I will be reviewing clinical risk management.
All investigations and interventions are targeted to a specific patient so at each step it is very important that the patient be properly and correctly identified.
The standard procedure is to confirm the patient's name and date of birth. However, it is not unusual for multiple patients to appear with the same or similar names. This then necessitates an additional identifier which can be problematic.
Telephone numbers are convenient but in these times people often do not know their telephone numbers and even if they do the records may not match because numbers can change quite frequently.
Another acceptable identifier is the patient's address. These tend to change infrequently for people past their 20s. Again records may not match but asking about previous addresses is very likely to end with a match and allow for updating the patient's demographic details.
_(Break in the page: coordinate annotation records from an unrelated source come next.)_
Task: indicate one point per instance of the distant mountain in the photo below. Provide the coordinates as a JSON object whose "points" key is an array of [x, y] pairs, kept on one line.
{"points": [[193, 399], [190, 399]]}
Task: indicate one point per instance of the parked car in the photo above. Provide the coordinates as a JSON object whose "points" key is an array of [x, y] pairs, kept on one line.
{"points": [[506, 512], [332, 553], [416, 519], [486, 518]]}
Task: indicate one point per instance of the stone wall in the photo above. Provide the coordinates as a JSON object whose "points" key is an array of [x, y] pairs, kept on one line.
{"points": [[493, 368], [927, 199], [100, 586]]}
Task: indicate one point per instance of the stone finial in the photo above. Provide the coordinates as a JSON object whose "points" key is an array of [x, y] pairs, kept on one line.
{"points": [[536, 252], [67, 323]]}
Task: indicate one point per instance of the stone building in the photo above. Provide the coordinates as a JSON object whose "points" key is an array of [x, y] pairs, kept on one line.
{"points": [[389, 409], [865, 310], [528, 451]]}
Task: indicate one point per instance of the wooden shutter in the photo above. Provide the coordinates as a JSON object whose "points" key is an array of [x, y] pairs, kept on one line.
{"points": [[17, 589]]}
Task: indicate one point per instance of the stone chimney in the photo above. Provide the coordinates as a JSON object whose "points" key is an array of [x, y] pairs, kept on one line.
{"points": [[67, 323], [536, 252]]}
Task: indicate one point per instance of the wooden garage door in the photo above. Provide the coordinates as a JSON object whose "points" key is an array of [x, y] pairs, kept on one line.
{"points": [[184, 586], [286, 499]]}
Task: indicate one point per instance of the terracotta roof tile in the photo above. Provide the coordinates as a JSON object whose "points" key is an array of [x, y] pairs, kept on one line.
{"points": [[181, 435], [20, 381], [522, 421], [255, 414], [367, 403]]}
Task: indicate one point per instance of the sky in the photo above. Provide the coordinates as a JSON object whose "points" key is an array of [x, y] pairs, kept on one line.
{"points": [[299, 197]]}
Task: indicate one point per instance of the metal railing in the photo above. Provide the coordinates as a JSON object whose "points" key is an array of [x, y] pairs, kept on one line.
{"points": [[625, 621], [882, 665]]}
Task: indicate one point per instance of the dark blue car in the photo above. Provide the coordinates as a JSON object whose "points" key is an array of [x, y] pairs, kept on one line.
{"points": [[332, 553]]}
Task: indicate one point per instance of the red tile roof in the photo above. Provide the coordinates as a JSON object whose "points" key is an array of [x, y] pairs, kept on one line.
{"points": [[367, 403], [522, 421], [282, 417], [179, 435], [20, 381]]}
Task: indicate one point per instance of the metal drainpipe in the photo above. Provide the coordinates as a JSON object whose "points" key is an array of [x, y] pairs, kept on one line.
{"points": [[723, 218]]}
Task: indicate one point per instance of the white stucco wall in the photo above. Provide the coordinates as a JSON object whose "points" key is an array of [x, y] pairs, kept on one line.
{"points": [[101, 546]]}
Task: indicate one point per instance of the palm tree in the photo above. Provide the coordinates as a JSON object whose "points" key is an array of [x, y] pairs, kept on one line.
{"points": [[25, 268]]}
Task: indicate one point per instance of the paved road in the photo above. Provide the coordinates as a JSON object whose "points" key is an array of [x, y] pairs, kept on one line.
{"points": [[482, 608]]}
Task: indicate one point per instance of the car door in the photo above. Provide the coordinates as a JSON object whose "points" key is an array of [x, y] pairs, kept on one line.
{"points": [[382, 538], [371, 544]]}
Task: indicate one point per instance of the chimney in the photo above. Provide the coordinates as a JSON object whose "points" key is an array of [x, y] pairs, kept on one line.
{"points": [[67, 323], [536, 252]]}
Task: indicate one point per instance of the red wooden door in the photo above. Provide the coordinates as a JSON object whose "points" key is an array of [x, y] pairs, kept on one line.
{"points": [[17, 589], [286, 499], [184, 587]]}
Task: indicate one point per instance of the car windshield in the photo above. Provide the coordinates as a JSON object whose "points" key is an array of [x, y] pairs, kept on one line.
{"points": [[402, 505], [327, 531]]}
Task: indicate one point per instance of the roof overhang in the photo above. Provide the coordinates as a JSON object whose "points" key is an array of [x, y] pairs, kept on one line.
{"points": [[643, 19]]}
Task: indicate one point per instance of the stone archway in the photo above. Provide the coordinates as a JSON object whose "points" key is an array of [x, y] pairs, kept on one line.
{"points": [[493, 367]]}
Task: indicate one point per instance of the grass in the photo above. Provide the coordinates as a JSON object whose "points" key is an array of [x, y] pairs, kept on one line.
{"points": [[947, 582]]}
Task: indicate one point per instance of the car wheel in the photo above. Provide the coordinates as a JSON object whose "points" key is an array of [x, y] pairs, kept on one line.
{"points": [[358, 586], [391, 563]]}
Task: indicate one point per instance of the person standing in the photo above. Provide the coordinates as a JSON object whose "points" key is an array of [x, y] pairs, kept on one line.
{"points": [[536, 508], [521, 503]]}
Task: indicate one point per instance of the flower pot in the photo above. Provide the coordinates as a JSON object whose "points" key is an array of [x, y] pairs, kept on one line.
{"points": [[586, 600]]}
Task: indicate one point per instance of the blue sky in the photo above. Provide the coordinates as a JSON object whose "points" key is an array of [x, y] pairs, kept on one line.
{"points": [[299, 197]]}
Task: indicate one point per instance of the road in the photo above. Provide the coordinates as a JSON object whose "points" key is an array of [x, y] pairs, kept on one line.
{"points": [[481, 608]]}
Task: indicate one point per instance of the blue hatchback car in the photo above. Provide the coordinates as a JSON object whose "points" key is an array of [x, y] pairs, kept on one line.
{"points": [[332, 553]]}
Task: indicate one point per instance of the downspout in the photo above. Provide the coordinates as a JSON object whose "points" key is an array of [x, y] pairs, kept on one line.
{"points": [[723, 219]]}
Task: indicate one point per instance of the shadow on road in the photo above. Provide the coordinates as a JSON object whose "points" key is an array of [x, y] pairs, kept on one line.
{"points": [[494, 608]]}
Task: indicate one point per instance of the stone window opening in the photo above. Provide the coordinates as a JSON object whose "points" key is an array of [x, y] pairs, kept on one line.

Next of kin would be the final acceptable identifier. There may be similar problems with getting a match but these are easily solved.
Having properly identified the patient, the next step is to assign the right provider. This is something of a catch-22 situation because in order to do so one must first properly frame the patient's problem. Such problem definition is of necessity iterative. The most acute severe non-emergent problems need to be assessed by the most experienced generalist available. Emergencies require anyone and everyone immediately available to act to maintain life. Acute mild problems do not generally present for treatment.
Acute problems are generally dealt with by providers who are not familiar with the patient. Such lack of familiarity represents an information risk.